On Fri, 2004-06-25 at 15:20, teresahackett@eircom.net wrote:
Mary Harney was interviewed on the RTE News at One this afternoon about the pre EU-US summit taking place this afternoon with the TransAtlantic Business Dialogue. Attendees will include Don Evans, US Secretary for Commerce.
According to MH: -the agenda is around world trade, regulation, piracy, intellectual property; -it will feed into the outcome of the summit tomorrow; -it will agree on processes to resolve regulatory difficulties that hamper business; -counterfeiting accounts for 7% of global trade; -EU and US must work together on enforcement regimes; -important because of the high inter-dependance of the EU-US economices, etc.
See http://www.corporateeurope.org/tpntabd.html for the Corporate Europe Observatory report on the TABD. Essentially it appears to be a very high-level business lobby group for EU-US free trade, i.e. a single transatlantic common market. It has frightening levels of access to decision-makers in Europe and the US, considering that it has no democratic mandate.

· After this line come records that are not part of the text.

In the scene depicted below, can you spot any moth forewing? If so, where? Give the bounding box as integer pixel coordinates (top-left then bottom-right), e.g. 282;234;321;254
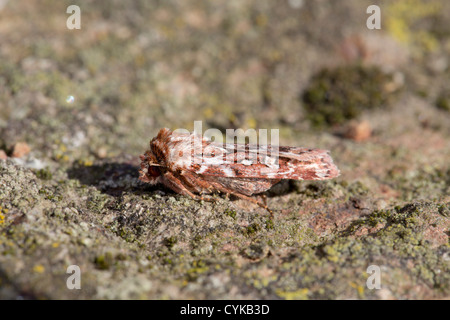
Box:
139;129;339;212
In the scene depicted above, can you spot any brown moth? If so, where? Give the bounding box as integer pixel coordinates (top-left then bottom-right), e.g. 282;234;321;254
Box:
139;128;339;214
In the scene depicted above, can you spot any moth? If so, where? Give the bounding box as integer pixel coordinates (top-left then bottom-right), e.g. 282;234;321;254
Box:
139;128;339;216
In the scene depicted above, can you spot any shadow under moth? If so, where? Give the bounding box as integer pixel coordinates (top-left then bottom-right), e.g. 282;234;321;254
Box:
139;128;339;216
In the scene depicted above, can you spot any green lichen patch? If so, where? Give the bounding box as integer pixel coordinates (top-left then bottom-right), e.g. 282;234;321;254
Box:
302;65;400;127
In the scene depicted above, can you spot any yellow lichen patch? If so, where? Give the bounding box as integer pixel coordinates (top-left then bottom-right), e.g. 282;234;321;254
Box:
386;0;441;51
33;264;45;273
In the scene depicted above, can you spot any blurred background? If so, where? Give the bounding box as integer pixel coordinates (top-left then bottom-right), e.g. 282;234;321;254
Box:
0;0;450;298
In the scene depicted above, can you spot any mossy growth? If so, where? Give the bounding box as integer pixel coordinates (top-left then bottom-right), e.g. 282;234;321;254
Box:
302;65;393;127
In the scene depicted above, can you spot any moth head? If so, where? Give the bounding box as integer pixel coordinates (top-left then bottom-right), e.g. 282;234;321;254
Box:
139;150;161;184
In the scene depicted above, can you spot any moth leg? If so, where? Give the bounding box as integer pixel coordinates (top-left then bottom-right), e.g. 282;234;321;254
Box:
163;172;216;201
208;183;273;219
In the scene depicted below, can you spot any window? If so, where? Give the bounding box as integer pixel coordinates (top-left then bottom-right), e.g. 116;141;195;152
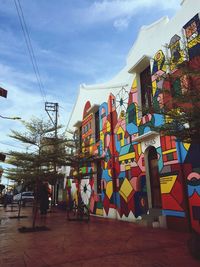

The proposed negotiations would imply further intensified and accelerated downwards convergence between EU and US policy-making and legislation. A Transatlantic divide over environment and consumer protection already existed during the Clinton Administration, but has deepened dramatically after Bush moved into the White House. Corporate interests have been granted an almost complete grip on environment and health decision-making in Washington D.C. and this increasingly has impacts far beyond the US borders. On behalf of US corporations, the Bush government aggressively attacks EU limits on genetically modified food and proposed safety regulations for chemical products (REACH). [8] Things will only get worse if Bush gets re-elected, while it remains to be seen how much the situation will improve if John Kerry wins.
No matter what free trade proponents claim, convergence in EU-US rule-making would mean a further step backwards in the quality of European policies and regulation, already under immense pressure due to the EU's obsession with international competitiveness. Beyond concerns for the diminishing space for sustainable and people-centred policies, the proposed convergence (to be exercised in un-transparent structures between government officials and business) is fundamentally at odds with genuine democratic processes.